A CPI do Crime Organizado termina nesta terça-feira (14/04) sem concluir a análise de quatro anos de dados fiscais, mesmo após acessar informações que somam R$ 7,3 bilhões em movimentações financeiras. O desfecho expõe uma investigação incompleta e deixa sem verificação parte relevante dessas transações, que agora devem avançar em outros órgãos.
Apesar do volume expressivo, a comissão não conseguiu examinar integralmente os dados enviados pela Receita Federal dentro do prazo. Por isso, o relatório final considera apenas uma parte das movimentações, enquanto o restante permanece sem análise detalhada — o que limita as conclusões da investigação.
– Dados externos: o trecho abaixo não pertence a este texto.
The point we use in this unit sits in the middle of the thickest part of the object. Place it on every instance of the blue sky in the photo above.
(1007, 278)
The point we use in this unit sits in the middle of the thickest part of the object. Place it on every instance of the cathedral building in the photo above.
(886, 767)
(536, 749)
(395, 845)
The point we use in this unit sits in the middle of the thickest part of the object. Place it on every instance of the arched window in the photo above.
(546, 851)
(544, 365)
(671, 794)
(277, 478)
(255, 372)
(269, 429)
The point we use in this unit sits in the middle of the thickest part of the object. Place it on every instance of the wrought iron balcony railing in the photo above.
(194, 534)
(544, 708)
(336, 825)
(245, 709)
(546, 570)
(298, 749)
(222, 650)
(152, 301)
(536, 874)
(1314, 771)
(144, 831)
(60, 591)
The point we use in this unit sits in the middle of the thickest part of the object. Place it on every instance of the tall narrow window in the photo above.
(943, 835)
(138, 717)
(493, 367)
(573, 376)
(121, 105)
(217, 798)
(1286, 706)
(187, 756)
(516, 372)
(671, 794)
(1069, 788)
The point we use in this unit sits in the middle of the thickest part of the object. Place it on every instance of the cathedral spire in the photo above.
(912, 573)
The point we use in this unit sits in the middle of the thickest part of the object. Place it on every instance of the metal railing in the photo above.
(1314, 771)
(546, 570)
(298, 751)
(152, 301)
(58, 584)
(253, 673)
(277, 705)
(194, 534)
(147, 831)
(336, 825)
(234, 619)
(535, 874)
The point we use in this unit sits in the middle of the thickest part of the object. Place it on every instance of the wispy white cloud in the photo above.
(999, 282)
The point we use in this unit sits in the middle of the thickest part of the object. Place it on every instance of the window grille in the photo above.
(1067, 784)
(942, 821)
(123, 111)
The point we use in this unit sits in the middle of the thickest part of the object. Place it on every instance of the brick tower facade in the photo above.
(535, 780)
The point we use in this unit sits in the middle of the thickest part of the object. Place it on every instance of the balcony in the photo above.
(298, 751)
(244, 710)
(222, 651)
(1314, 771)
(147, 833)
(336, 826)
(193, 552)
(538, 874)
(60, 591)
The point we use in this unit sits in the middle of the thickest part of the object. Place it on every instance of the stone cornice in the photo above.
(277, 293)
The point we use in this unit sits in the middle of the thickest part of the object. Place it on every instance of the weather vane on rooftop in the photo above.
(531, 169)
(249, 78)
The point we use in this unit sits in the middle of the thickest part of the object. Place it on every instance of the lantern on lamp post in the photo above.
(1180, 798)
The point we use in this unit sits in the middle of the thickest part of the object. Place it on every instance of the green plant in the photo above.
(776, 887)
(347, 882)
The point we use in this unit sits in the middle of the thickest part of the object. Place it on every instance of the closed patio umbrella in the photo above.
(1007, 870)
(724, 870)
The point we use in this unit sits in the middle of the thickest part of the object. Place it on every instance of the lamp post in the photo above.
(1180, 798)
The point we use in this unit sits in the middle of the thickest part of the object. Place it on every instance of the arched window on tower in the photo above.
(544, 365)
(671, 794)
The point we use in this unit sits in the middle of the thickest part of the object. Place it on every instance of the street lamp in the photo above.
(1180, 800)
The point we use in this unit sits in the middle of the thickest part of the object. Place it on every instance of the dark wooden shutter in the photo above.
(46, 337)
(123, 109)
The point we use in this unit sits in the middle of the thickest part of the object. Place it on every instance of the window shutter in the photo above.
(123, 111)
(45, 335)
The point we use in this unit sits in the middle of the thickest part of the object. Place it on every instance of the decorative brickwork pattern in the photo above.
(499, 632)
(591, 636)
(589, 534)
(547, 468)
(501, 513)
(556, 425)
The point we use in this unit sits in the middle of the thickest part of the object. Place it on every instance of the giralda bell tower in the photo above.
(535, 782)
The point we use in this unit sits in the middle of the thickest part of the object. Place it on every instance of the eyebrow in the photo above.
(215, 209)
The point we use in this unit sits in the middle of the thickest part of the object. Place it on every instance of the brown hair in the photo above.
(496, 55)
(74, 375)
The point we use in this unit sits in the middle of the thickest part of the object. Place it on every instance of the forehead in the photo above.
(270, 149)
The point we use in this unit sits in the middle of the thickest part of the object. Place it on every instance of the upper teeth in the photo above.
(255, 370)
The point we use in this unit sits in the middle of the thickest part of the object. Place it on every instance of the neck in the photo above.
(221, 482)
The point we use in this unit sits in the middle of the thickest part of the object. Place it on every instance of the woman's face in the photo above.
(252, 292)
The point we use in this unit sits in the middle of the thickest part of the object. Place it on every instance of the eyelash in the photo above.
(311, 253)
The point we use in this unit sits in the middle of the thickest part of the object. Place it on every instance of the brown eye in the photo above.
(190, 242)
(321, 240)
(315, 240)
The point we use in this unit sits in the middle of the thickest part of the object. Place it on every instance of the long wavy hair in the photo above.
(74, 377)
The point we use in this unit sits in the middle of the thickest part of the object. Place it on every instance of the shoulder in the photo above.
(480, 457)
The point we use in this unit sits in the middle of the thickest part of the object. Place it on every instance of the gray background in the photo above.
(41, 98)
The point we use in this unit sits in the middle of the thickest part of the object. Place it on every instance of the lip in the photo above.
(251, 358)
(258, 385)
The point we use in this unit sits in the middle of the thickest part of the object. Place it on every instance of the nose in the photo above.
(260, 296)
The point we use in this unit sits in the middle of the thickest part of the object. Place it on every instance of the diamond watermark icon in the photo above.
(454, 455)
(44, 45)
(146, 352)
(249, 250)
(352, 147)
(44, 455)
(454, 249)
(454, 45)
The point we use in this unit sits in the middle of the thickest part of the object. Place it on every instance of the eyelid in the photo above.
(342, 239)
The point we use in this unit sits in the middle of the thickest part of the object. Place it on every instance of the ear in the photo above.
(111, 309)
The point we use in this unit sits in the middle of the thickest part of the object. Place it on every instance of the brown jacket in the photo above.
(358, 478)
Dados bilionários ficaram sem análise completa
Os documentos recebidos pela CPI abrangem o período de 2022 a 2025 e mostram que o Banco Master repassou R$ 7,3 bilhões a 2.939 pessoas físicas e jurídicas.
Desse total:
- R$ 6,7 bilhões foram destinados a empresas
- R$ 584 milhões a pessoas físicas
Além disso, os dados indicam:
- R$ 3,3 bilhões em rendimentos de aplicações financeiras
- R$ 491 milhões em salários e Participação nos Lucros (PLR)
Mesmo com esse nível de detalhamento, a CPI não analisou parte relevante dessas movimentações antes de encerrar os trabalhos.
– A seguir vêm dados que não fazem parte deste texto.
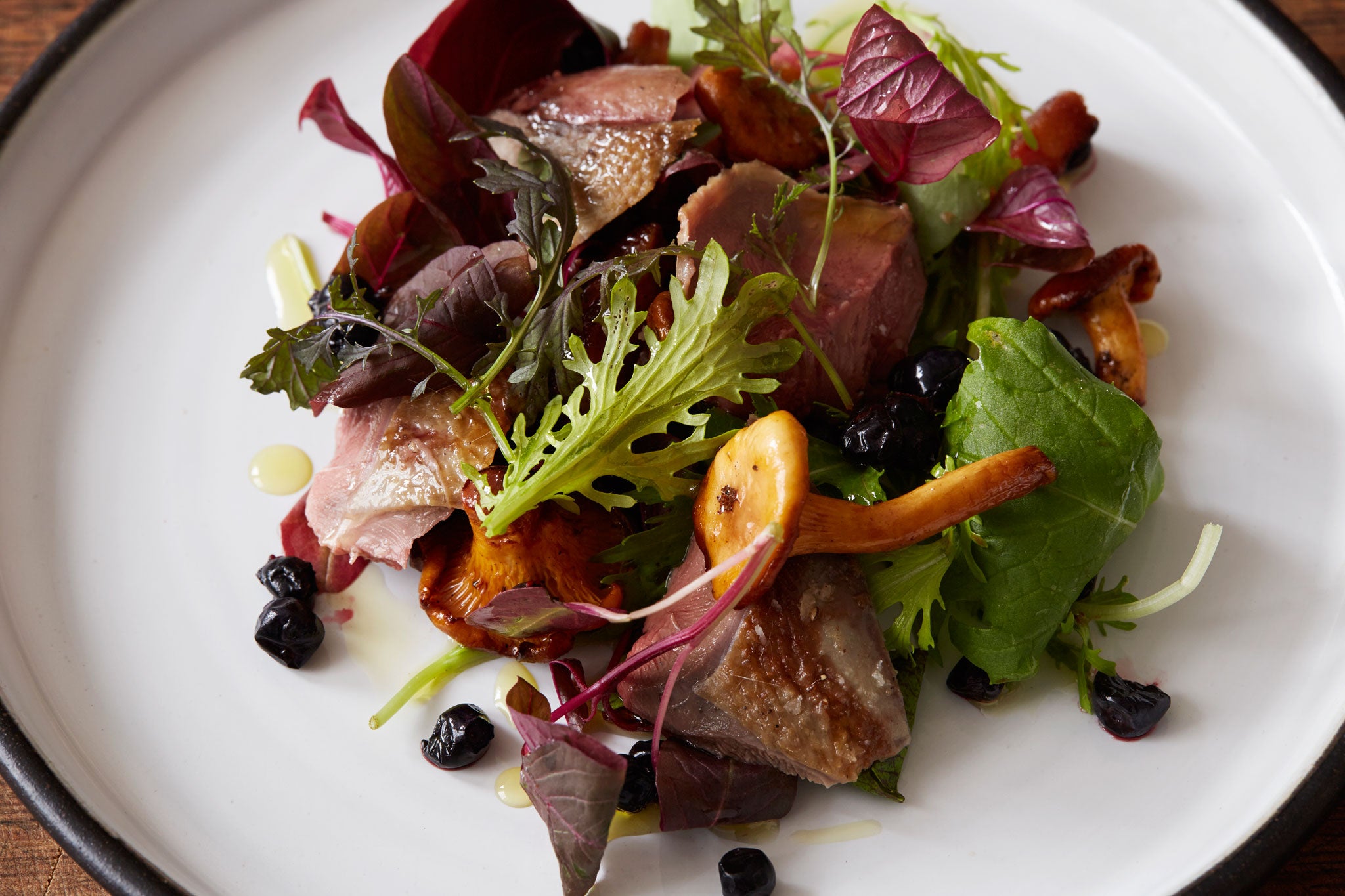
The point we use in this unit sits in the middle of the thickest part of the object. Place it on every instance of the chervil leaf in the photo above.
(744, 45)
(651, 555)
(545, 221)
(298, 363)
(1113, 597)
(910, 578)
(705, 355)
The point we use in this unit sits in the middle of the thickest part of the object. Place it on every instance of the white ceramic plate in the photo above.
(137, 198)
O relator Alessandro Vieira (MDB-SE) afirmou que incluirá no relatório apenas os dados que conseguiu verificar. Ao mesmo tempo, ele destacou que outros pontos serão encaminhados como indícios que ainda exigem apuração.
Relatório final será parcial e sem conclusões definitivas
Diante desse cenário, o parecer final não deve apresentar conclusões completas sobre todas as operações financeiras.
Na prática, a CPI encerra as atividades sem esclarecer integralmente pontos centrais das operações financeiras, como:
- A natureza e a justificativa de todos os pagamentos;
- A regularidade das transações realizadas;
- Possíveis conflitos de interesse envolvendo os valores.
Assim, o documento funciona mais como um ponto de partida do que como uma investigação concluída, transferindo a apuração para outras instâncias.
Pagamentos a empresas e figuras públicas entram no relatório
Mesmo sem análise total, os dados já examinados revelam repasses expressivos a empresas e a pessoas ligadas à política, ao Judiciário e ao setor econômico.
Entre os valores citados:
- Mais de R$ 80 milhões ao escritório de Viviane Barci de Moraes, esposa do ministro do STF Alexandre de Moraes
- R$ 18,4 milhões ao ex-presidente do Banco Central Henrique Meirelles
- R$ 14 milhões ao ex-ministro da Fazenda Guido Mantega
- R$ 5,9 milhões ao escritório do ex-ministro do STF Ricardo Lewandowski
- R$ 10 milhões ao escritório do ex-presidente Michel Temer
Além disso, aparecem pagamentos a empresas associadas a nomes como ACM Neto, Marconi Perillo e ao Grupo Massa, da família do governador Ratinho Junior.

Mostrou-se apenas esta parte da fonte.